«Если», 2001 № 09 (Амнуэль, Овчинников) - страница 69

Илья не помнил, что говорил следователю. Видимо, он все сказал правильно, если Антон решил его поблагодарить. Видимо, он и потом поступал так, как было нужно: вернулся с Антоном домой, где ждали вконец измученные и ничего в произошедшем не понявшие Света с Олей, и отвез женщин в Теплый Стан — через весь город, и ничего по дороге не случилось. Ничего и не должно было случиться, потому что он ни о чем не думал, действовал, как автомат, робот с заданной программой. А потом еще обратно ехал и ждал Антона, задержавшегося в управлении. Не задержавшегося, впрочем, а задержанного — так правильнее. И все это время сидел на этом стуле и ни о чем не думал, потому что боялся думать.

Нельзя жить, когда боишься думать. И нельзя думать, когда не знаешь, какие катастрофы способна вызвать одна твоя мысль о том, что бутерброд всегда падает маслом вниз.

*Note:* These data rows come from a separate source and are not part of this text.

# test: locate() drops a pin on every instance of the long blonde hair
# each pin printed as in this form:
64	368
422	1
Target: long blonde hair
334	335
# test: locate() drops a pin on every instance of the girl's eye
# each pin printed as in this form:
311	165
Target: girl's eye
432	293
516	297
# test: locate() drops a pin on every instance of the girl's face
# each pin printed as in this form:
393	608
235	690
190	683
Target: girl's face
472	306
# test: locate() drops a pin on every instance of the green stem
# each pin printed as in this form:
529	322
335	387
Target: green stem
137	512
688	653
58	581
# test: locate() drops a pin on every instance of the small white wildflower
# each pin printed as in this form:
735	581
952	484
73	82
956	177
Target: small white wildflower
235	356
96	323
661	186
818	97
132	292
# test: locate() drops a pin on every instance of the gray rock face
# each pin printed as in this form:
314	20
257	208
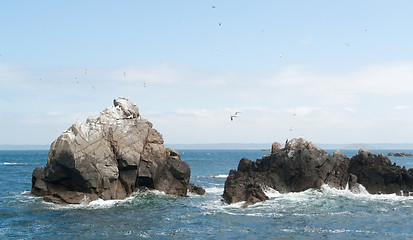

Илья лишь однажды приоткрыл сознание — когда Антон сказал ему «научишь» и попросил для примера зажечь газ. Это оказалось просто. Очень просто. Просто, как вздохнуть. Он ясно увидел — не глазами, а своим знанием теоремы Вязникова: где-то на юге (Франция, Италия — не понять, смутное видение, неважно) горит лес, с дерева падает пылающая ветка, и вспыхивает… нет, не трава, трава не горит, хотя вокруг бушует пламя, этот зеленый круг потом наверняка вызовет шок удивления у лесных пожарных, а здесь, на кухне Антона, порыв воздуха из раскрытой форточки… И все меняется местами — порыв воздуха в лесу отводит пламя от травяного покрова, а воздух в кухне вспыхивает и…

— А-а! — кричал Антон, ладони его уже покрылись волдырями, он сбивал пламя сначала полотенцем, потом ковриком, но этого было мало, это вообще ничто, это не поможет, нужно спасаться самим, звонить в пожарную, телефон в гостиной…

— Антоша, — сказал Илья, чувствуя спиной страшный жар и отгораживаясь от него холодом космического пространства. — Ты же хотел понять, что будет. Вот так все и будет, когда каждый узнает о теореме. Так и будет. Так…

Он повторял одно и то же, чтобы не думать, чтобы ни о чем не думать, потому что, если не думаешь, то забываешь и о том, что равновероятные события можно поменять местами, и тогда останешься жив…

Только не думать, иначе инстинкт самосохранения сделает то, чего делать нельзя, Даниил этого не простит, он знал, чего нельзя делать, а теперь его нет, и значит…

Только не думать.

* * *

Когда полчаса спустя пожарные прорвались наконец через завалы и смрад к очагу возгорания, картина, представшая взгляду бойцов, оказалась настолько поразительной, что в протоколе никто не решился описать ее в точности. Кухня в квартире следователя милиции Антона Ромашина выгорела до бетонных блоков, жар здесь, похоже, достигал минимум тысячи градусов. Тело хозяина — скорее всего, это был Антон Ромашин, хозяин квартиры, хотя доказать это не представлялось возможным, — обуглилось и стало абсолютно непригодным для опознания. Посреди пепелища, однако, стоял совершенно целый стул, на котором сидел, глядя перед собой бессмысленным взглядом, эксперт Илья Репин в шерстяной рубашке, вельветовых брюках и черных туфлях. Он сидел прямо, будто приклеенный к стулу, — впрочем, тело и на самом деле оказалось приклеенным, во всяком случае, отодрать его от стула не смогли, так и вынесли во двор, но это было уже потом, когда труп согрелся, а в тот первый момент он был холоден, будто год пролежал в морозильной камере. Боец пожарной охраны Роман Акмошин, дотронувшийся до тела, едва не потерял палец — кожа примерзла, как это бывает, когда трогаешь глыбу сухого льда.